I’ve always felt a special pride about living in the Midwest. When you think of this region of the United States, you think of comfort, of inherent politeness, and, of course, agriculture and the outdoors. We get all four seasons here, some lasting longer than others (ahem, winter), and life is full of simple pleasures.
However, there are a few nuances to the Midwest lifestyle that you’ll only understand if you’ve lived here for a decent amount of time. These are the key traditions that, if brought up in a room with another Midwesterner, will result in instant camaraderie.
Traditions You’ll Only Understand if You Grew Up in the Midwest
Friday fish frys at a supper club
Supper clubs are so inherently Midwest that it’s likely you don’t know what they are unless you grew up here. These restaurants/social gathering spots are particularly prevalent in Wisconsin, where they’ve become a go-to destination for a Friday night meal any time of the year. The Friday night fish fry is popular among people of all religious backgrounds, but it has an interesting history. Wisconsin was settled heavily by Catholics of German, Polish, and other northern European backgrounds whose religion forbade eating meat on Fridays. When we think of great Midwestern traditions, that Friday night fish fry with a brandy Old Fashioned and a tray of relish on the side (yes that’s a real thing!) is at the top of our list.
Celebrating the first warm day of the year
While summers are short-lived, winters tend to drag on and on in the Midwest. That’s why, when the weather starts to warm up, even if the temperature is just above freezing, we celebrate.

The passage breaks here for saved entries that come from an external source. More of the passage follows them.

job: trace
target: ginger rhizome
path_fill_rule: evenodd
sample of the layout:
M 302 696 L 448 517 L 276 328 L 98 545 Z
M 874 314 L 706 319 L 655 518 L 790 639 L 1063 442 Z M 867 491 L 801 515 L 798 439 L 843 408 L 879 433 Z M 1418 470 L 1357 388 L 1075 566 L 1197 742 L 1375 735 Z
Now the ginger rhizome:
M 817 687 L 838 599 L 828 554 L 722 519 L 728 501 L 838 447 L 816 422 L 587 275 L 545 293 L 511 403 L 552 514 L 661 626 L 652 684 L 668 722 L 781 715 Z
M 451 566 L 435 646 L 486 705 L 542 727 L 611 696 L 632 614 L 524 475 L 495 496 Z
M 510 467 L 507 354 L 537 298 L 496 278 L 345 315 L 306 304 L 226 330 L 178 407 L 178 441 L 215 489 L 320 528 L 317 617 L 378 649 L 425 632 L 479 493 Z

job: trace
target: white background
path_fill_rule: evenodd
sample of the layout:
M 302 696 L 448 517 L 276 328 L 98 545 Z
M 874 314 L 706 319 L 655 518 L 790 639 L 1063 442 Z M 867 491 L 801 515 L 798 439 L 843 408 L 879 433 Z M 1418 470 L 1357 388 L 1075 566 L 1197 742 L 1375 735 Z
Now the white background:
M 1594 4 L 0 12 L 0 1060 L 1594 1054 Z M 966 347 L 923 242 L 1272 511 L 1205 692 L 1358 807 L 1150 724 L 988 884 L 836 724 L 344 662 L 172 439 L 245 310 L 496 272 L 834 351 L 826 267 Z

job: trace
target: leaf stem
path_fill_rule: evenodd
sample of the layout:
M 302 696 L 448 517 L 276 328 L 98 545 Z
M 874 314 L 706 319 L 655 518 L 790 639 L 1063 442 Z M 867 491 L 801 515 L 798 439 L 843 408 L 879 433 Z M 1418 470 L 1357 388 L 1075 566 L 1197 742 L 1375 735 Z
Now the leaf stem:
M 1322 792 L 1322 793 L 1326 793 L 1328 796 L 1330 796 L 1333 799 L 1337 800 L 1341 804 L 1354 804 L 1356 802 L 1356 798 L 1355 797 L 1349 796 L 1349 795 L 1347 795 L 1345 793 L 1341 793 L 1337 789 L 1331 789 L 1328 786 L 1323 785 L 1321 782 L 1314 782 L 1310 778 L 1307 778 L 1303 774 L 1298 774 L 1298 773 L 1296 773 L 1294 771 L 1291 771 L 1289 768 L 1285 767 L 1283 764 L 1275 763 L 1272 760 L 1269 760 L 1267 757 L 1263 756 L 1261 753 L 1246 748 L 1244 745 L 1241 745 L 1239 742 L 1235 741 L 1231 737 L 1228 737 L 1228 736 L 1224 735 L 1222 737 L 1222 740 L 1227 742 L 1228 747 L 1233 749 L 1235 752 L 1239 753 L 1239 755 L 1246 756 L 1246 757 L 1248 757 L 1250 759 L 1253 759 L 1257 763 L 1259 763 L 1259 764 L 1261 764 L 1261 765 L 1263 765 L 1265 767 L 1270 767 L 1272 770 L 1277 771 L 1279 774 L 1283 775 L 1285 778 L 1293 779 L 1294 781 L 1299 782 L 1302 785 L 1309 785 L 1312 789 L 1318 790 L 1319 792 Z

On the first warm day of the year, you’ll hear us saying things like, “It’s not too bad if you stand in the sun.” We’re breaking out our shorts, or at least packing away our winter coats even though we know that, without fail, there will be one more snowstorm before spring is truly here. Denying the weather is a Midwest tradition unlike any other.
Heading to the state fair
Summers go quick in the Midwest, and we like to make the most of the warm weather. Our state fairs are a great opportunity to get the entire family out and about, tasting new (often fried) foods, getting in line for amusement park-level rides, and checking out the local 4-H contestants.

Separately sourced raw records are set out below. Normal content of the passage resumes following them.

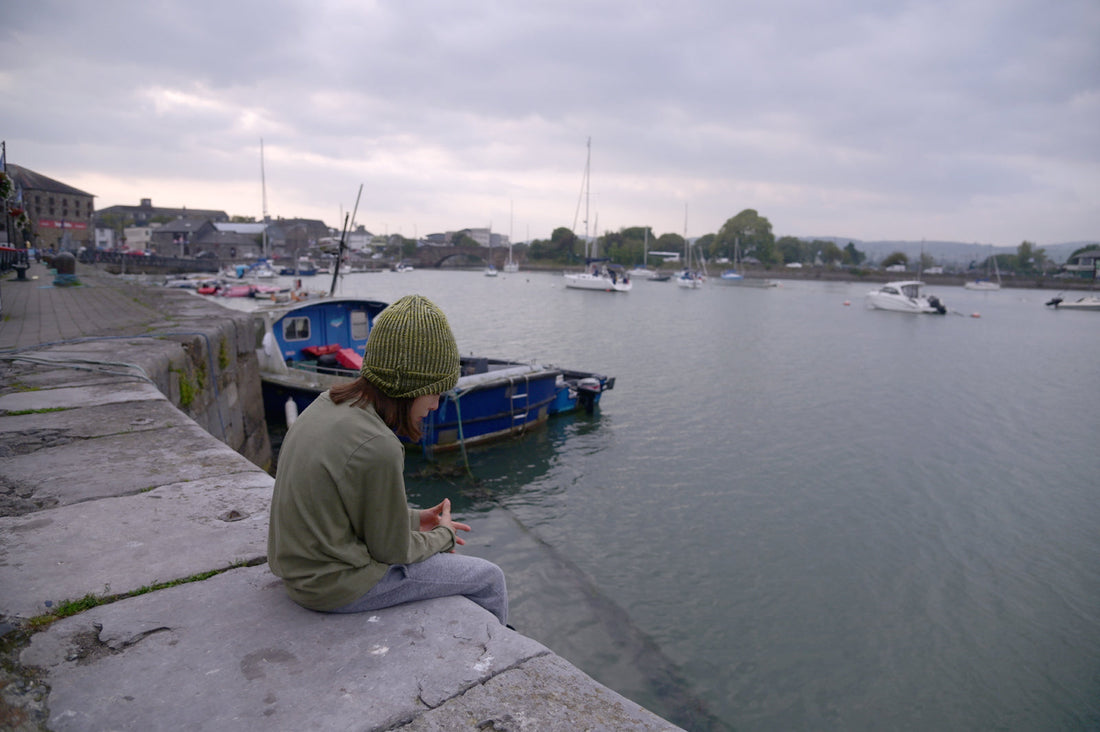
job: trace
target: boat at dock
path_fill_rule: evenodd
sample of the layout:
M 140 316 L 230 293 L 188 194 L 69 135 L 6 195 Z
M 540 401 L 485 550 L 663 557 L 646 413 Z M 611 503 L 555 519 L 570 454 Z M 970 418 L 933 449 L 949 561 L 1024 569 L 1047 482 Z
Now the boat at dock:
M 374 319 L 386 306 L 329 297 L 254 311 L 263 327 L 257 355 L 266 413 L 297 414 L 321 392 L 357 377 Z M 465 356 L 458 384 L 425 419 L 421 445 L 449 450 L 520 435 L 557 414 L 595 411 L 614 385 L 614 377 L 594 372 Z

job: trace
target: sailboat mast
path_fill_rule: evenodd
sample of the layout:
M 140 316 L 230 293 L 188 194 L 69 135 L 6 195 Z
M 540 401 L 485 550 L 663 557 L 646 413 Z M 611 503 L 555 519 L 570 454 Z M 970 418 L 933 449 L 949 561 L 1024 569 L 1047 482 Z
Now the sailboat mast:
M 691 245 L 688 244 L 688 205 L 684 203 L 684 256 L 687 258 L 687 268 L 691 269 Z
M 588 196 L 591 191 L 592 180 L 592 138 L 586 143 L 588 153 L 584 160 L 584 256 L 588 257 Z
M 355 214 L 359 211 L 359 198 L 363 195 L 363 184 L 359 184 L 359 192 L 355 194 L 355 208 L 351 210 L 350 214 L 344 215 L 344 230 L 340 233 L 340 248 L 336 250 L 336 264 L 332 267 L 332 285 L 328 289 L 328 296 L 332 297 L 336 294 L 336 281 L 340 278 L 340 262 L 344 258 L 344 251 L 347 247 L 348 236 L 348 222 L 355 221 Z
M 263 245 L 262 250 L 264 258 L 267 258 L 267 179 L 264 176 L 264 138 L 260 138 L 260 196 L 263 204 Z

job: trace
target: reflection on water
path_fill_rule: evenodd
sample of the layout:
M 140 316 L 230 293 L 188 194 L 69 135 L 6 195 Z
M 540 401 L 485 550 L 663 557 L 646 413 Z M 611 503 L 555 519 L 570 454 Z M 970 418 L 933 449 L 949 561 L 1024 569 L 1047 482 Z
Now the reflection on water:
M 345 286 L 432 297 L 463 353 L 616 377 L 469 476 L 409 457 L 522 632 L 688 729 L 1100 729 L 1100 316 L 521 274 Z
M 465 459 L 437 453 L 429 461 L 410 452 L 409 500 L 434 506 L 451 499 L 473 529 L 462 551 L 504 569 L 512 617 L 523 619 L 520 632 L 685 729 L 727 729 L 630 614 L 513 510 L 534 511 L 535 523 L 552 521 L 563 491 L 555 475 L 568 459 L 563 446 L 591 437 L 599 453 L 602 427 L 598 413 L 562 415 L 522 438 L 470 450 Z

Yes, 4-H. I grew up in the Chicago suburbs and this organization was a huge part of my childhood. My family raised sheep, and would bring them to the Illinois state fair every summer. Now, I head to the Wisconsin State Fair each year and have incredible memories of taking my kids to experience the fun - and the food. Cream puffs and cheese curds anyone?
The long goodbye
No Midwest gathering is complete without a long goodbye. When it’s time for a Midwestern party to end, people will get up, grab their bags and coats, and start to say their goodbyes. This process will proceed to take at least another 30 minutes, if not a full hour. Each person that you say goodbye to will require a separate conversation, maybe a long hug or two, and that classic “Midwest nice” won’t let you cut it short - you won’t want to anyway.
I wouldn’t give up my Midwest experience for anything. Even reminiscing on these little traditions fills me up with joy and nostalgia. What are your favorite Midwest traditions or idiosyncrasies?